During their investigation, officers found that drugs were being distributed by people posing as panhandlers or indigent persons.
Thirty-three cases of illegal drugs sales were identified during the investigation with twenty-six individuals identified by the police department as suspects.
Glover says that at the beginning of the investigation an individual identified as a supplier was taken into custody. Police say that 14 of the 26 suspects are believed to have gotten their supply from that single individual who is currently in jail.
Glover says the suspects, who range in age from mid 20s to early 50s, are from all over the state with some from the New Orleans and Lake Charles areas.

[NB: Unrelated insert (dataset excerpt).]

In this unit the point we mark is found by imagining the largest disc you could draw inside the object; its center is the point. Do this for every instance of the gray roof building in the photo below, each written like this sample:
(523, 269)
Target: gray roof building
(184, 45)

The areas of the city that saw most activity were those near the interstate and major roadways including high-profile and highly populated locations. The main focus was on areas that had recently experienced open-air drug sales.
Some individuals, according to the chief, would argue about what corners to take and would make $400 to $500 dollars a shift.

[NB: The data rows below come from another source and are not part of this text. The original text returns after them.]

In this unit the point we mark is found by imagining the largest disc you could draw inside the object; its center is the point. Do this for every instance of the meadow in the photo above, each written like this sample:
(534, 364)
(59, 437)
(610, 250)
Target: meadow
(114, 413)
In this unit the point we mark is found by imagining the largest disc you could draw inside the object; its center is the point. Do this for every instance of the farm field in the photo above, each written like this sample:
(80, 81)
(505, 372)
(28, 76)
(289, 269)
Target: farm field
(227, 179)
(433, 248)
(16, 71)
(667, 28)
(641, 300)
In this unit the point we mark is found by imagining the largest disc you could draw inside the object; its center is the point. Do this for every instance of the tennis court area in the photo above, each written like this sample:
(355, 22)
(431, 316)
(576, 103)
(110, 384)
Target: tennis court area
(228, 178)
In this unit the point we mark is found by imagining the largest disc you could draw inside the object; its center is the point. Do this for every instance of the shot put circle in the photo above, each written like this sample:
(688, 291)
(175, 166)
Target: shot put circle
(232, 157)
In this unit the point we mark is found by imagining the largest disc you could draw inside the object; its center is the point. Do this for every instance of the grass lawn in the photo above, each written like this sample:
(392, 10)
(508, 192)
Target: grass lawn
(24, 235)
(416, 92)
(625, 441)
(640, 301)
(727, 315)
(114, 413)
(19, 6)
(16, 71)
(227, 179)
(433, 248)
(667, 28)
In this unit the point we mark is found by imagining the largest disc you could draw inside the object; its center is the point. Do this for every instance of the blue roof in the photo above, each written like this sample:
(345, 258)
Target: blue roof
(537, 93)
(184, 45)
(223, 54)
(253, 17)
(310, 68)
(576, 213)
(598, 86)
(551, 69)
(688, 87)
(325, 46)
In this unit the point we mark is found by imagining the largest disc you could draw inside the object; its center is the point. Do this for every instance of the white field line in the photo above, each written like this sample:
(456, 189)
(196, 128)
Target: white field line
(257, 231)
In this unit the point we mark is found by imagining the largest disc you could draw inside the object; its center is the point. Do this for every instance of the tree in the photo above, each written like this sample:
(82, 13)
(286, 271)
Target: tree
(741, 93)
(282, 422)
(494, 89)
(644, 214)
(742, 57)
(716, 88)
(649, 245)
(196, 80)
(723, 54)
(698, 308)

The Chief says that one narcotics agent was contaminated with fentanyl while interacting with a panhandling suspect during an investigation. Glover says a strong gust of wind blew drug into the officer's face and he was taken to the hospital.

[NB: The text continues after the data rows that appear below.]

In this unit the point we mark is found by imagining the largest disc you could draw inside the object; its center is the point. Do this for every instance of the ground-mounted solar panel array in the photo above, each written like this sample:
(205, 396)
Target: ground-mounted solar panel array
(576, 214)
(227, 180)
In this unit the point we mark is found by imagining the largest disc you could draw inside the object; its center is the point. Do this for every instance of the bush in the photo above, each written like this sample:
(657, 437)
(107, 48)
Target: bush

The Chief says that interacting with these panhandlers can be dangerous to the public due to that fact.
"Anytime we had a panhandler situation and were called to investigate, the department made sure they weren't a part of the drug ring," Glover said. "I think it's appalling that people would take advantage of the kindness of the citizens here and purport to be homeless or indigent people in need and then utilize the opportunity to sell drugs."
Glover said that in the City of Lafayette about 25 percent of the crime that occurs is connected to use or distribution of drugs. He said that the investigation has been successful in disrupting the flow of narcotics into the Lafayette community.
He added that people should be cautious when offering money those those who may only be posing as a panhandler or indigent person.
"Please do not stop to give money to panhandlers on the side of the road, said Glover. "You could be giving it to one of the social agencies in Lafayette that could help homeless. We encourage people to do that rather than supporting a possible drug cartel."